Director and Officer Liability from New Legislation in Canada

December 21, 2015 | smeditor

New “Fighting Internet and Wireless Spam” (FISA) legislation, (Bill C-28) has too long a name to bother retyping, so you can find it here.

It is designed to make changes to the CRTC Act, the Competition Act, PIPEDA and the Telecommunications Act, with the intent to reduce unsolicited electronic contact including identity theft, phishing, spyware, viruses, and botnets . But, it will have a major impact on almost every business in the country (or at least those who want new customers.)
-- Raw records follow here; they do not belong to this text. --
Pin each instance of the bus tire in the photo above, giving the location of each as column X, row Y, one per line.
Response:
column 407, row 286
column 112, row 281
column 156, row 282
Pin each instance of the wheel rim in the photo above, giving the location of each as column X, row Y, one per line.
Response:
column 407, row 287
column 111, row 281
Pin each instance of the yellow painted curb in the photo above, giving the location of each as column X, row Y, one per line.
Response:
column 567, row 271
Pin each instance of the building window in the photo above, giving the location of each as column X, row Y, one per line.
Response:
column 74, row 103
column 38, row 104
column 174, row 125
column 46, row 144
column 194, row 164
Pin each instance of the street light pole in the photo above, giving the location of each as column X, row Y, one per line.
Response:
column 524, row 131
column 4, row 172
Basically, it regulates and puts restrictions on “commercial electronic messages”, and though it will be enforced by the Canadian Radio-television and Telecommunications Commission, they have taken the lazy way out, and put the enforcement in the hands of the plaintiff class action bar. Fines can be up to $1 million for individuals and $10 million for organizations per violation. But the true frequency and severity of loss will come from the private right of action and civil remedy for violation of the act or false or misleading representations provisions of the Competition Act, in amounts that could reach up to $1 million per day. And to pique the interest of plaintiff lawyers, the legislation includes risk of personal liability to officers and directors who (allegedly) “directed, authorized, acquiesced in or participated in the offending conduct” (not a difficult thing to allege, especially as most D&O issues are settled and the plaintiff doesn’t have to prove a thing.)

McCarthy Tétrault, here, has posted a few articles on the subject, hereand here, defining unsolicited electronic messages, exceptions and consent. The first one also includes steps that directors, officers and organizations should take. Thanks to James GannonLorne P. Salzmanand Charles S. Morgan for their hard work.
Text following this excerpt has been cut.